Kredyt hipoteczny dla osoby pracującej za granicą nie musi być jedynie nieuchwytnym marzeniem. Warunki konieczne do spełnienia przez wnioskodawcę zarabiającego w euro czy funtach nie są tak straszne, jak może się wydawać.
Jeżeli pracujesz w Polsce na etacie, to raczej nie będziesz miał problemu z wzięciem kredytu hipotecznego (o ile Twoja zdolność kredytowa na to pozwala). Co więcej, może Ci się udać znaleźć nawet kredyt o bardzo dobrych parametrach. Co się jednak dzieje, jeśli miejsce pracy wnioskodawcy znajduje się za granicą, podczas gdy on mimo wszystko jako obywatel Polski chciałby wziąć kredyt hipoteczny w kraju?
Sprawdź też: Jak uzyskać kredyt hipoteczny za granicą?
Większość polskich banków jest otwarta na tego typu transakcje. Trzeba jednak przyznać, że w porównaniu do klientów pracujących na terenie kraju ci, którzy pracują za granicą, muszą spełnić bardziej rygorystyczne wymogi. Zwłaszcza w zakresie wysokości zarobków. Podczas gdy w przypadku kredytu hipotecznego w złotówkach wystarczy, że wnioskodawca zarabia ok 3 tys. zł, by go otrzymać, to w przypadku kredytów w walutach obcych wymagane dochody z reguły oscylują wokół 10 tys. zł netto (w przeliczeniu z waluty obcej).

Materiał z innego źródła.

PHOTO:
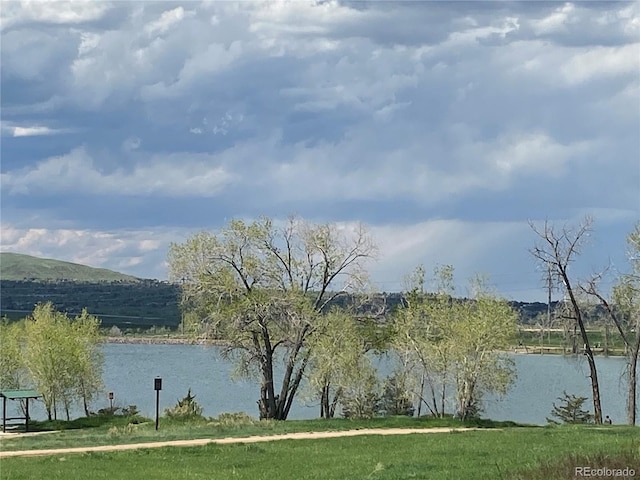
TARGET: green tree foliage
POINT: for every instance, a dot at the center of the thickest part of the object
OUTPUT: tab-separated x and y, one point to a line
337	359
624	311
63	358
13	372
263	287
445	342
396	399
570	410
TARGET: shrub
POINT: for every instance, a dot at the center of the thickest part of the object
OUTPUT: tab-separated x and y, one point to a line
237	419
570	410
187	408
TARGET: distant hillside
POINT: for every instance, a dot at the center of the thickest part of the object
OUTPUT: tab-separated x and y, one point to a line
18	267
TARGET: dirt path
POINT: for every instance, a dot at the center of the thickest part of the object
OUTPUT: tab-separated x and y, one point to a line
221	441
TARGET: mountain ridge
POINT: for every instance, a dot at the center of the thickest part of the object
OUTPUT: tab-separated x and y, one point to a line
19	266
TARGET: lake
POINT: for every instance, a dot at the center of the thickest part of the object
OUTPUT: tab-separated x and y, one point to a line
130	370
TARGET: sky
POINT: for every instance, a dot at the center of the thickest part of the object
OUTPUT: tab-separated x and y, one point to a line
444	127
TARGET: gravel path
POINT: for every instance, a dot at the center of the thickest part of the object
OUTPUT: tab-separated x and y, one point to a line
221	441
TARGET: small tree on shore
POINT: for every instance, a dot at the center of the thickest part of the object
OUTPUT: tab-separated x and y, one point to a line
63	358
570	410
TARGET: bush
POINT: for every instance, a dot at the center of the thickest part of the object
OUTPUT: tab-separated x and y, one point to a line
570	411
233	420
187	408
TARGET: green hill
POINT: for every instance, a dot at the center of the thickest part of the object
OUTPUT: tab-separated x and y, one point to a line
16	267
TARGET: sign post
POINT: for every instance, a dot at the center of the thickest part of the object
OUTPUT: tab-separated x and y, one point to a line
157	385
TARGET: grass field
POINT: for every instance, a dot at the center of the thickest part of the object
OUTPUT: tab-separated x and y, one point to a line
120	430
492	453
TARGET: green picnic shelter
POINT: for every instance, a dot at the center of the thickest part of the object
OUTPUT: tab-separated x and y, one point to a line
17	395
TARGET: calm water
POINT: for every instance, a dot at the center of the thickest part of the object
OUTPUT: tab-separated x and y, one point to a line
131	368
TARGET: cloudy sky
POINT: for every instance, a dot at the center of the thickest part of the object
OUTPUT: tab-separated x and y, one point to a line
444	126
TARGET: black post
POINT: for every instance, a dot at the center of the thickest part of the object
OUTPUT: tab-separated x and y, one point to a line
157	385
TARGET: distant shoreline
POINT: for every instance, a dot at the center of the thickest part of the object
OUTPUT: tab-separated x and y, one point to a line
162	341
519	350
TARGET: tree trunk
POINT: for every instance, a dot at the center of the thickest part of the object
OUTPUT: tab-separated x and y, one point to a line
633	376
593	373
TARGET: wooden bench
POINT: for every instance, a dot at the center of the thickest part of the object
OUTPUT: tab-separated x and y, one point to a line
16	395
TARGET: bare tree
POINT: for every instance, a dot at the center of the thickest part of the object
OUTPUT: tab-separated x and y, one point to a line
625	315
556	249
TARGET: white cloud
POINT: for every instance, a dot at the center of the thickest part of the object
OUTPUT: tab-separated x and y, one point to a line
602	62
51	11
175	175
33	131
136	252
166	21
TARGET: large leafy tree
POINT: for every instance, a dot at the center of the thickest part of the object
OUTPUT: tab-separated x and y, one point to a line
447	342
13	372
264	288
623	310
63	357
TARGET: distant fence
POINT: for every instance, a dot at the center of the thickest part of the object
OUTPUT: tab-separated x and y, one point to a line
106	320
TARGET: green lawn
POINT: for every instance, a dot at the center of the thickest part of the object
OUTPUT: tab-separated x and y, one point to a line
120	430
486	454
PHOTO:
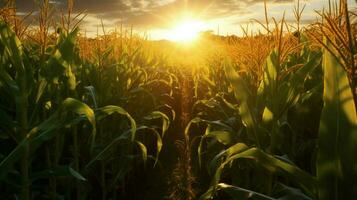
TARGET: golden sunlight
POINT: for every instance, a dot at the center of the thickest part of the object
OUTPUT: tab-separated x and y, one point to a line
186	31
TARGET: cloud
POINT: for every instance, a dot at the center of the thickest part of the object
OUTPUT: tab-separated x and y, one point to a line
152	13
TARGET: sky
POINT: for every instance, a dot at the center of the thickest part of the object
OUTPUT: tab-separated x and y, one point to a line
157	18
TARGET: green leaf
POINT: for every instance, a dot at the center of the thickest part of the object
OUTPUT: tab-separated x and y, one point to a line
57	171
109	110
235	192
270	163
164	117
46	130
241	92
337	158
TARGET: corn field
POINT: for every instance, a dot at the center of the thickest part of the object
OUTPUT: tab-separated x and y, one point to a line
265	116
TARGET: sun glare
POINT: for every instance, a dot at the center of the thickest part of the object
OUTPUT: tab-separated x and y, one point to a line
186	31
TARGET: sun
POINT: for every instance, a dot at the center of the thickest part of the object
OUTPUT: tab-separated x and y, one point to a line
186	31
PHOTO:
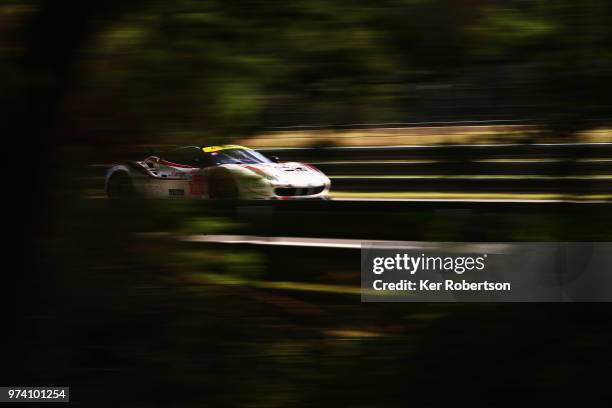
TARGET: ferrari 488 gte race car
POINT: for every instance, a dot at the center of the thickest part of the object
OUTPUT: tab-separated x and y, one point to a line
216	172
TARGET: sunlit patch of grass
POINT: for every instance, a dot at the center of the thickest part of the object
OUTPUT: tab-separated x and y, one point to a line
474	177
434	195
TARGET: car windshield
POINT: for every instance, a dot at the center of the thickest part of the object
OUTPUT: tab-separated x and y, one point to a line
237	156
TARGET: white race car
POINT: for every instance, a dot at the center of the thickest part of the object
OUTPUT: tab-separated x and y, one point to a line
216	172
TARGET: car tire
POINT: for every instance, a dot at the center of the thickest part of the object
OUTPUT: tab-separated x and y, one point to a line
120	186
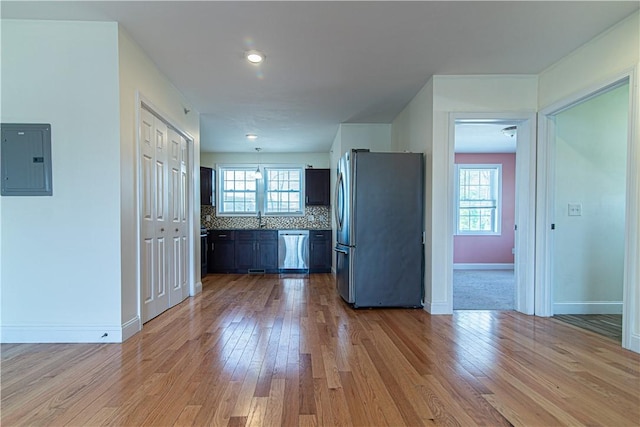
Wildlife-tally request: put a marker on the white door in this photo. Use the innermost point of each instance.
(154, 219)
(163, 210)
(178, 218)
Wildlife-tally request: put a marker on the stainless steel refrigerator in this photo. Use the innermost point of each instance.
(379, 229)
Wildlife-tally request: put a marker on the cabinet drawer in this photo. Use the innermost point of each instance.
(267, 235)
(221, 235)
(316, 235)
(245, 235)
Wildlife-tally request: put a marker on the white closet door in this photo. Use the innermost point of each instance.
(155, 220)
(178, 218)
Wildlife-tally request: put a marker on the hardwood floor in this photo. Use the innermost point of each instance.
(609, 325)
(270, 350)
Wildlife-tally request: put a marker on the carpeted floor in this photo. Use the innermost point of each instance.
(483, 290)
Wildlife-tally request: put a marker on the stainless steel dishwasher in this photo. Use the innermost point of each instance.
(293, 251)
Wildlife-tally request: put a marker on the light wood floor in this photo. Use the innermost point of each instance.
(270, 350)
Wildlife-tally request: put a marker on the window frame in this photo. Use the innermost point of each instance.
(301, 191)
(497, 193)
(221, 169)
(261, 189)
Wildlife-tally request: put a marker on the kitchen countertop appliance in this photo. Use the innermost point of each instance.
(379, 229)
(293, 251)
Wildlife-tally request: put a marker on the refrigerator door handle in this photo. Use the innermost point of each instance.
(338, 208)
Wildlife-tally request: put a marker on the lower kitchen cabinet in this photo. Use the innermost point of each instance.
(320, 251)
(221, 256)
(256, 250)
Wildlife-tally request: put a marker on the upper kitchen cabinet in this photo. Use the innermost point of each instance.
(317, 183)
(207, 185)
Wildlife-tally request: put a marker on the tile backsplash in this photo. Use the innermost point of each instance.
(315, 217)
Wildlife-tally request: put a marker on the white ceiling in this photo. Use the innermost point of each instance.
(484, 137)
(330, 62)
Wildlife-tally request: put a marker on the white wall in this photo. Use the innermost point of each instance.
(604, 59)
(61, 254)
(462, 94)
(139, 77)
(590, 170)
(609, 54)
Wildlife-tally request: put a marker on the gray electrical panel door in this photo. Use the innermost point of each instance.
(26, 159)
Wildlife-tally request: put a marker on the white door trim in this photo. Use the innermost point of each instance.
(525, 200)
(544, 238)
(143, 102)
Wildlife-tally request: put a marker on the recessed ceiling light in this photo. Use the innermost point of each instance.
(510, 131)
(254, 56)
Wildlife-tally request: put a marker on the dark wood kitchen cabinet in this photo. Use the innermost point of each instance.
(317, 183)
(207, 182)
(320, 251)
(221, 256)
(256, 250)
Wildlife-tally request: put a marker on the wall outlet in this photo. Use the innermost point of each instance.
(575, 209)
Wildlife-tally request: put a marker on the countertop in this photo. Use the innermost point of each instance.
(274, 229)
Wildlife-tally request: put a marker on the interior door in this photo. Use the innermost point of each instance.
(154, 216)
(177, 231)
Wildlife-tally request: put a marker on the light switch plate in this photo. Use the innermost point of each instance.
(575, 209)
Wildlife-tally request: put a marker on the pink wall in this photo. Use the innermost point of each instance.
(491, 249)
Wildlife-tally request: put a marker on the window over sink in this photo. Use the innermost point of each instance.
(278, 190)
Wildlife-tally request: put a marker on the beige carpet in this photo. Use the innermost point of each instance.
(483, 290)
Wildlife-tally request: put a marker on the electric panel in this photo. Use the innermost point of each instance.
(26, 159)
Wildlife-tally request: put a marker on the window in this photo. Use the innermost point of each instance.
(479, 206)
(279, 192)
(283, 190)
(238, 190)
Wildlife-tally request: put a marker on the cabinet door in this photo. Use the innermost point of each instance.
(317, 183)
(206, 186)
(245, 250)
(320, 251)
(221, 251)
(223, 257)
(268, 255)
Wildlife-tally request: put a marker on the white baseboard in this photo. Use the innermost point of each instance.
(634, 343)
(437, 308)
(131, 328)
(61, 334)
(595, 307)
(198, 289)
(483, 266)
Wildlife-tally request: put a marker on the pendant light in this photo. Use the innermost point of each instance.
(258, 173)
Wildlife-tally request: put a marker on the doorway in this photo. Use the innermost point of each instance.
(586, 205)
(493, 243)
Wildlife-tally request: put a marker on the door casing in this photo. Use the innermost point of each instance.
(525, 201)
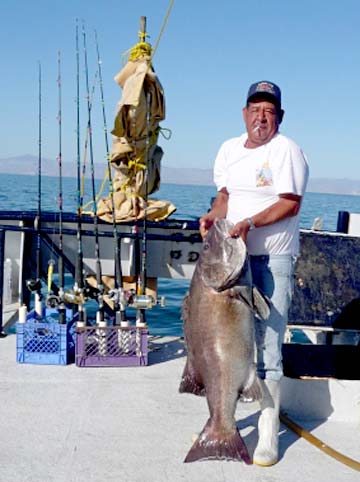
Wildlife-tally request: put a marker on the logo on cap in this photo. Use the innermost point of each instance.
(265, 87)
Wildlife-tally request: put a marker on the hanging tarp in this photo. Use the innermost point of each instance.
(135, 155)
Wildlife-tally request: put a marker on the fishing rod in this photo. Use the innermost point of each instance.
(117, 294)
(34, 285)
(99, 284)
(143, 300)
(76, 296)
(53, 300)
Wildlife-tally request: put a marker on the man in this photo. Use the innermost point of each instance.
(261, 177)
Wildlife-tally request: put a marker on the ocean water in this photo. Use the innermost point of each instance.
(21, 192)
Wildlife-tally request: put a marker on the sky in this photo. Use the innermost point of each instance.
(208, 55)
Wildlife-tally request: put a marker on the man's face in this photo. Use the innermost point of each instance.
(262, 122)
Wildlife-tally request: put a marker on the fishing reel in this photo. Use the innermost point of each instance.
(33, 285)
(52, 301)
(74, 297)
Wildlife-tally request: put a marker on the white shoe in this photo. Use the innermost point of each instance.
(267, 449)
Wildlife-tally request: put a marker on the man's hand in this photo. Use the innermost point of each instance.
(218, 211)
(240, 230)
(206, 222)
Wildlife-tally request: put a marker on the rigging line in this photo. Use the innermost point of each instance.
(166, 18)
(119, 305)
(100, 289)
(301, 432)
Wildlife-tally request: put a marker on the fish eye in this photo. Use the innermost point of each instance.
(206, 246)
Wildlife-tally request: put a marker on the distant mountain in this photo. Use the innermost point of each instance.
(28, 165)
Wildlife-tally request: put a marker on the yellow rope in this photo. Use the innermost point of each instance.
(142, 48)
(354, 464)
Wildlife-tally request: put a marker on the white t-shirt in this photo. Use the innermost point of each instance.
(254, 178)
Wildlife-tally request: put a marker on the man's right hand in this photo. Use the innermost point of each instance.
(218, 211)
(206, 222)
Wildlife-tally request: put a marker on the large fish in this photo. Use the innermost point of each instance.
(218, 314)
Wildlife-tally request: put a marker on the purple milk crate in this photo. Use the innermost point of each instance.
(111, 346)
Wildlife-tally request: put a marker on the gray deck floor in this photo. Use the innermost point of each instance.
(70, 424)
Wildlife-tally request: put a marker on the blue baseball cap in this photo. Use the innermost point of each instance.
(265, 89)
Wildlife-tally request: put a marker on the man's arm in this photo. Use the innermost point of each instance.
(218, 211)
(287, 206)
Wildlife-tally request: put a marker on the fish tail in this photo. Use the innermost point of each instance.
(210, 445)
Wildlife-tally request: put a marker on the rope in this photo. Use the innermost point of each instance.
(301, 432)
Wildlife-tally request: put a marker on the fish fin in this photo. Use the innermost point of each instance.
(185, 307)
(244, 294)
(189, 383)
(211, 445)
(252, 390)
(261, 304)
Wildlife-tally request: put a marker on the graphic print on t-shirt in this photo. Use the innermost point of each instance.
(264, 176)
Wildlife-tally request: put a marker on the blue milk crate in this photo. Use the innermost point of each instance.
(46, 341)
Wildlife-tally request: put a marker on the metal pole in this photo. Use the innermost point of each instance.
(2, 252)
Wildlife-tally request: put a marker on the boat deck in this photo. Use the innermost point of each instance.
(70, 424)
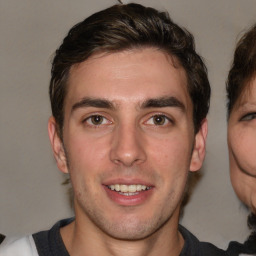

Podstawową różnicą w przypadku kredytu hipotecznego w różnych walutach jest też wysokość wkładu własnego. Pracujący w Polsce mogą przeważnie liczyć na dużo lepsze warunki w tym zakresie. Oznacza to w praktyce niższą sumę wkładu własnego. Dlaczego banki wymagają od kredytobiorcy pracującego za granicą większego wkładu własnego? Powód jest prosty: przedstawia on dla nich większe ryzyko kredytowe niż klient z Polski.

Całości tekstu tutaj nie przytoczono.